Y si lo sospechaba usted, ¿no sospecha de lo que oye, de lo que lee, de esa emisora que tanto le gusta, de ese comunicador al que tanta devoción le tiene?

¿Entiende ahora por qué le hacía tantas preguntas al principio?

La información va del informador al informado. Para que el informador respete la verdad, el informado (o sea, usted) tiene antes que respetarse a sí mismo. Nada de lo que le cuenten será verdad si usted no quiere que le cuenten la verdad, sino la parte de la verdad que a usted le gusta, porque eso será lo que se venda.
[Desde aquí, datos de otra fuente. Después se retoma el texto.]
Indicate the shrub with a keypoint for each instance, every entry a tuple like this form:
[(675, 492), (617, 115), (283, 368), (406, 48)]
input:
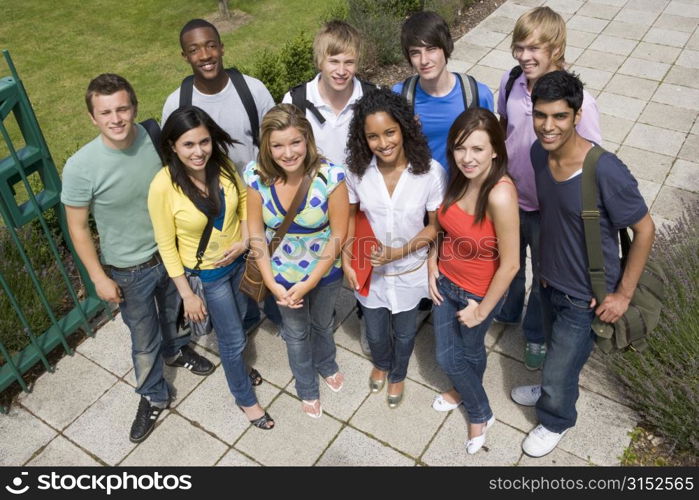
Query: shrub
[(663, 381)]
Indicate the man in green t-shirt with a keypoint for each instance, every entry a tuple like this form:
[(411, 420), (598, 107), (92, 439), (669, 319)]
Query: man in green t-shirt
[(110, 176)]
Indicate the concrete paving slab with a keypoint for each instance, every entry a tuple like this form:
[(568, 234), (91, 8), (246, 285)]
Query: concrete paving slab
[(104, 428), (501, 375), (212, 407), (22, 436), (644, 69), (352, 448), (448, 447), (684, 175), (629, 108), (177, 443), (296, 440), (657, 140), (59, 398), (589, 440), (110, 347), (646, 165), (666, 116), (408, 428), (62, 453)]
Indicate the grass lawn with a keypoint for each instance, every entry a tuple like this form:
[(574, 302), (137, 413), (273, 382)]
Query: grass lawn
[(58, 47)]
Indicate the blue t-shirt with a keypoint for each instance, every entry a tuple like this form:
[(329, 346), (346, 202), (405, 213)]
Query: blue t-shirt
[(438, 113), (562, 239)]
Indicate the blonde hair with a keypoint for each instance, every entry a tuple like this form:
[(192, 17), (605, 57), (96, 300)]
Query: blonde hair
[(281, 117), (549, 26), (336, 37)]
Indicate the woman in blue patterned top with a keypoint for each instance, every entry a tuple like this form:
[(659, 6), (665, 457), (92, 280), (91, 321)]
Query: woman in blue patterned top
[(304, 274)]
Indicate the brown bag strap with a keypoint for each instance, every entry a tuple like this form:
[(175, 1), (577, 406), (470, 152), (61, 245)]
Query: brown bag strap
[(300, 195)]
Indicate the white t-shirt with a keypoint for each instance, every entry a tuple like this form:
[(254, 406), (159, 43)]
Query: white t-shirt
[(331, 136), (396, 220)]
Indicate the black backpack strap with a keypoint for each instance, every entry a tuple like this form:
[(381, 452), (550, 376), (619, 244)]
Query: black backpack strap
[(514, 74), (153, 130), (248, 102)]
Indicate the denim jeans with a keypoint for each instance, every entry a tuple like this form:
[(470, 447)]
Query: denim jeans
[(308, 333), (391, 339), (461, 350), (529, 224), (227, 306), (149, 309), (568, 326)]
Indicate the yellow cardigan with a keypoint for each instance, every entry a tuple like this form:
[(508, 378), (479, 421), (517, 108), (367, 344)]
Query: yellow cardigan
[(178, 224)]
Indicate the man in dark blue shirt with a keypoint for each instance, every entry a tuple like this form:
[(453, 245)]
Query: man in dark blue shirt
[(568, 306)]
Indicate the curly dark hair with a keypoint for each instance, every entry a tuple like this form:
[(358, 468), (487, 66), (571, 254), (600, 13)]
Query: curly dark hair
[(414, 141)]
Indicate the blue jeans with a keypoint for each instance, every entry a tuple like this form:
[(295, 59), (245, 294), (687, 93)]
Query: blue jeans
[(149, 309), (308, 333), (461, 350), (227, 307), (529, 224), (568, 326), (391, 350)]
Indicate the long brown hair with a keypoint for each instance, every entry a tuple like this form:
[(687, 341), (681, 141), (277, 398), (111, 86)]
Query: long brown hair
[(465, 124)]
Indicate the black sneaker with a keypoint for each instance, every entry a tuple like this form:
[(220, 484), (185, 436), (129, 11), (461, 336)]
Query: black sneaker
[(144, 423), (195, 363)]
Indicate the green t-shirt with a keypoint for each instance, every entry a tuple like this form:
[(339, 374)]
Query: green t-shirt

O dicho de otra forma, el problema se solucionaría si los periódicos malos dejaran de venderse, si los programas manifiestamente parciales dejaran de verse, si dejara de leerse a los periodistas sectarios.

Quiérase. Piense por sí mismo. Lea también lo que leen los que no piensan como usted. No consuma información como si fuera hierba que se limitara a engordarlo, porque entonces los que supuestamente lideran su forma de pensar lo trataran como a un borrego y, sin que usted se dé cuenta, lo estarán pastoreando.

* Publicado en el semanario La Comarca.